If rational expectations were right there is no way we would have seen the roughly 3.6% rise in holiday retail spending that America saw for this just concluded holiday season. This was less than in the booming years of 2004-2006, but still, you only had to go back to 2002 to find a similarly “bad” holiday season. If you listened to many pre-holiday economic prognosticators, you might have thought that America was facing the worst holiday season since the soup kitchens and breadlines of the Great Depression, maybe the worst shopping season since the British burned Washington in the war of 1812.
Why didn’t rational expectations work? Why did Americans ignore all the bad news to once again be zombies at the mall?
One thing that the rational expectations theorists probably didn’t factor into their calculations as to why Americans ignore economic news is that Americans just hate economic news. Whenever it comes on the TV there is a mad, desperate scramble for the remote control to change the channel; anything, whether it be meetings of the local sewage treatment committee on the community affairs cable channel or Venezuelan soap operas, will get some viewing time in preference to actually watching economics news on TV…..
Please, there is a simpler answer. There is no such thing as economic news on TV. There’s a market wrap, which is just like getting sports scores. You might get an economic factoid thrown in like, “The markets were up today because the CPI release of ___ was lower than analysts expected.” If you don’t already know the game, the teams, and the players, they mean nothing.
So the reason that the news of the subprime crisis has not led to a greater contraction of US consumer spending is that most Americans have little or no comprehension or understanding of what the subprime crisis actually is….
As long as the US consumer has a job he is going to keep spending (“Saving? What’s that, oh, I know, it’s what the goalkeepers in soccer do!”) and as long as the spending spree continues there is a safety net as to just how bad the subprime crisis is going to hurt the American, and by extension the world, economy.
Americans feel more secure if they see the headline unemployment number still low….
In what is, according to some media reports, the bleakest time in finance history since the moneychangers were driven from the Temple, Americans keep spending. How can they not? As that the French are justifiably proud of their culture and cuisine, the Germans their engineering and manufacturing prowess, what is it that Americans can be more proud about than their continued willingness to exhaust 200 years of built-up treasure on cheap trinkets that they will dispose of and replace in six months?
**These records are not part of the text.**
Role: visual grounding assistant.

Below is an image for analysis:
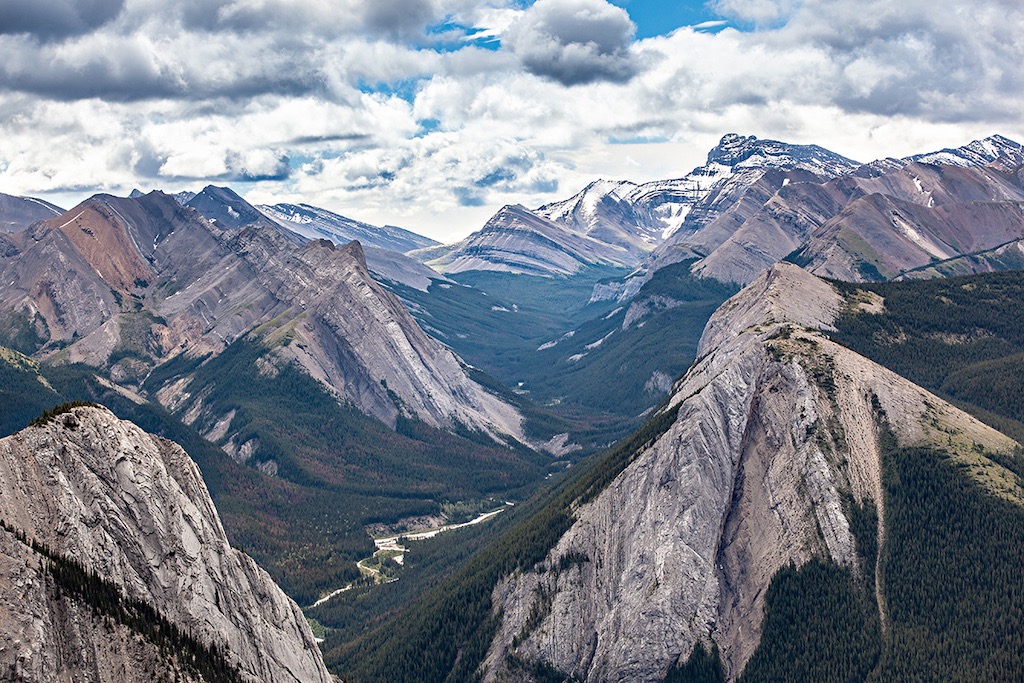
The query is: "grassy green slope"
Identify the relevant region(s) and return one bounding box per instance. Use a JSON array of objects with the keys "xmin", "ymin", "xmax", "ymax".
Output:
[
  {"xmin": 0, "ymin": 343, "xmax": 550, "ymax": 604},
  {"xmin": 835, "ymin": 270, "xmax": 1024, "ymax": 440},
  {"xmin": 326, "ymin": 403, "xmax": 676, "ymax": 683}
]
No matter what the politicians bleat on in the Iowa cornfields about the centrality of Jesus in American life, the country’s real unifying faith, affirmed no matter what race, color, creed, gender, or sexual orientation, is mindless consumerism.
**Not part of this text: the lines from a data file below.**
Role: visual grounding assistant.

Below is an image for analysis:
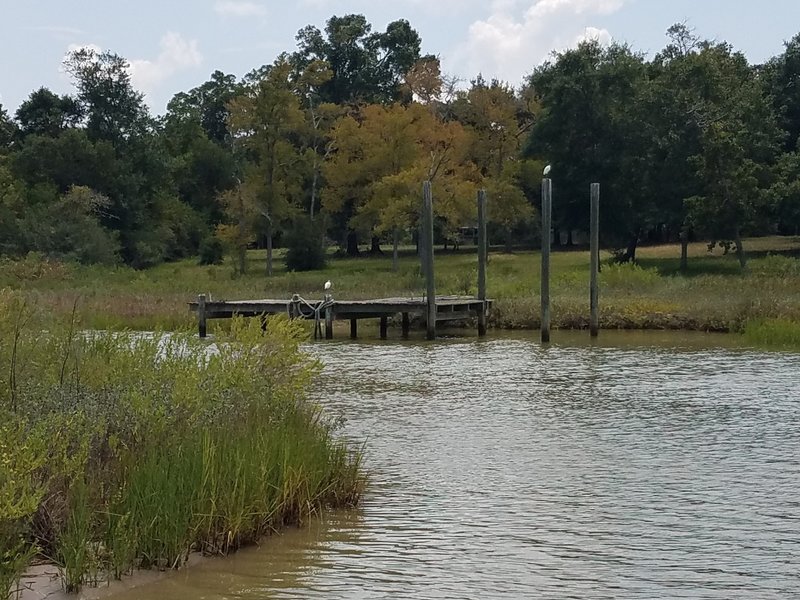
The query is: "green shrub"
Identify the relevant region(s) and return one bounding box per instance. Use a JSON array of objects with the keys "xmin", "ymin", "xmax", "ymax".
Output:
[{"xmin": 200, "ymin": 235, "xmax": 225, "ymax": 265}]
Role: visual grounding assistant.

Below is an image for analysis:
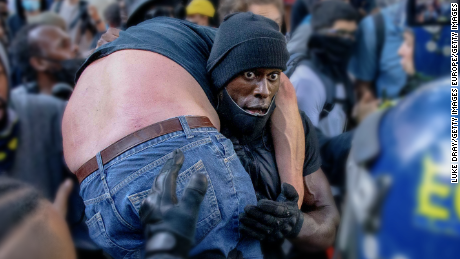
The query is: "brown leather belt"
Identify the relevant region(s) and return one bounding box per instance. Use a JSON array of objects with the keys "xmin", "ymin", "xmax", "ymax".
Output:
[{"xmin": 75, "ymin": 116, "xmax": 214, "ymax": 183}]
In this, the nation’s 1,100 enclosed shopping malls are temples to this national faith, with the 500-store Mall of America, in Bloomington, Minnesota, the faith’s new Vatican, its shining food court on a hill.
With the consumerist religion flourishing as it is in America, it will take more than what we’ve seen from the subprime crisis so far to shake the foundations of the faith. A moral philosopher or theologian might question the value of the new creed to its believers’ souls; then again, isn’t the whole point of being a zombie that you’ve lost your soul?
No one wants to be a zombie; zombies are created because they have no will of their own and can be controlled. Delasantellis no doubt would think that also applies to the US consumer.